= Canadian Rivers Day =

Annual observance

Canadian Rivers Day

Canadian Rivers Day (Journée des rivières canadiennes) is held annually on the second Sunday in June to promote public awareness of the importance of preserving the heritage and health of Canada's rivers. Participating in Rivers Day helps to spread the message that rivers are vital to maintain a healthy ocean and a healthy earth.

==History==
On June 21, 2002, the Minister of Canadian Heritage, Sheila Copps, signed a Ministerial Proclamation to declare that the second Sunday of June would be celebrated annually as Canadian Rivers Day. In British Columbia, Canadians had already been celebrating BC Rivers Day (founded by Mark Angelo) for over two decades and the day is now the largest rivers-related event in North America. This day was such a hit in British Columbia that there is now a World Rivers Day which was announced on June 29, 2005, and is celebrated annually on the last Sunday of September.

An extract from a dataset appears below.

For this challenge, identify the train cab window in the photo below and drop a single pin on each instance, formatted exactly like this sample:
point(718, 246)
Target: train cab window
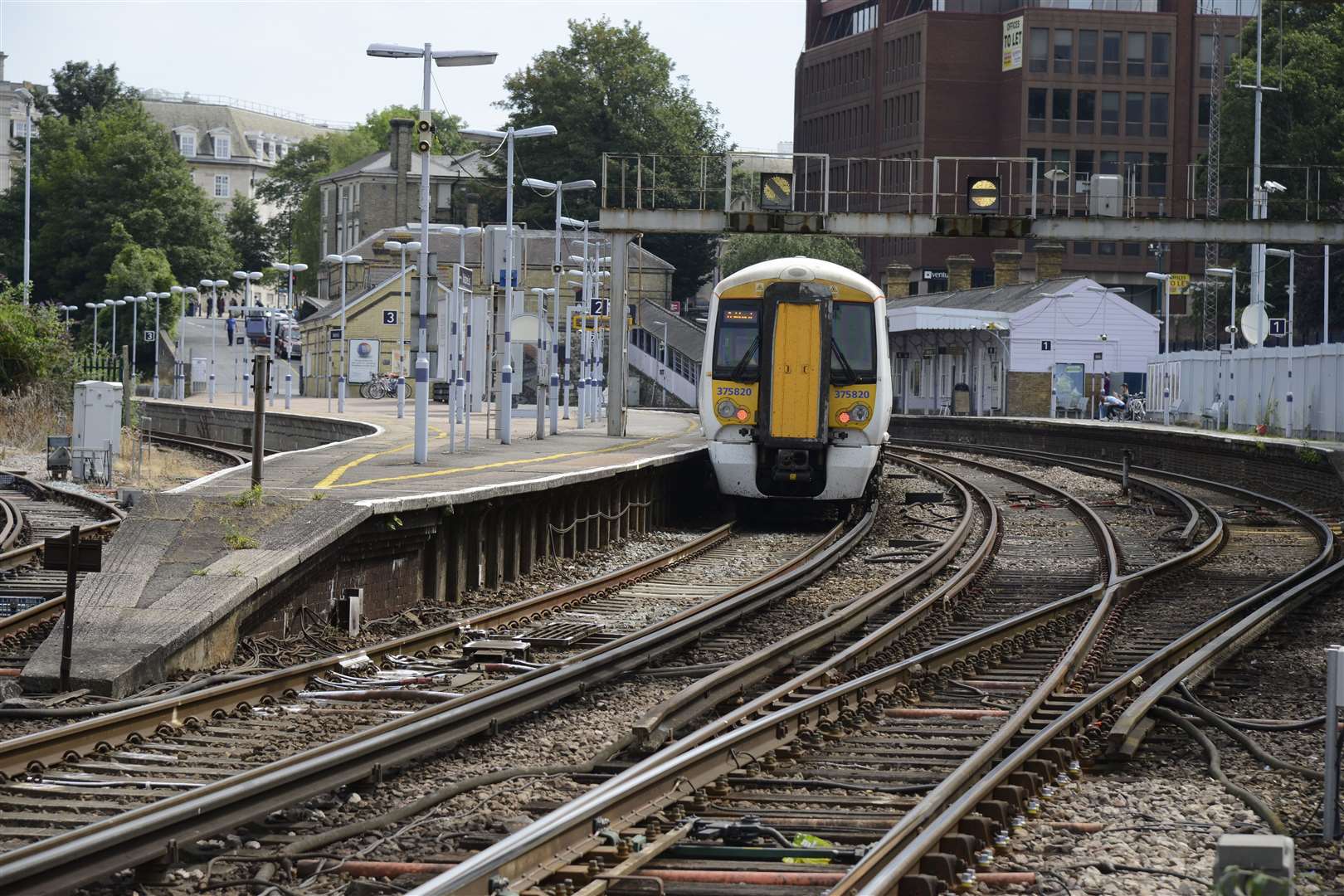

Among the groups calling for an annual Canadian Rivers Day was the Canadian Heritage Rivers Board, comprising representatives from the Government of Canada and all the provincial and territorial governments. Delegates to the 2001 Canadian Rivers Heritage Conference unanimously endorsed the same concept.

== Celebration ==
From the Yukon to Prince Edward Island, events are organized to commemorate Rivers Day. Celebrations include picnics, paddle-a-thons, voyageur canoeing, sharing river stories, creating river artwork, and taking a nature walk or a bicycle ride along a river.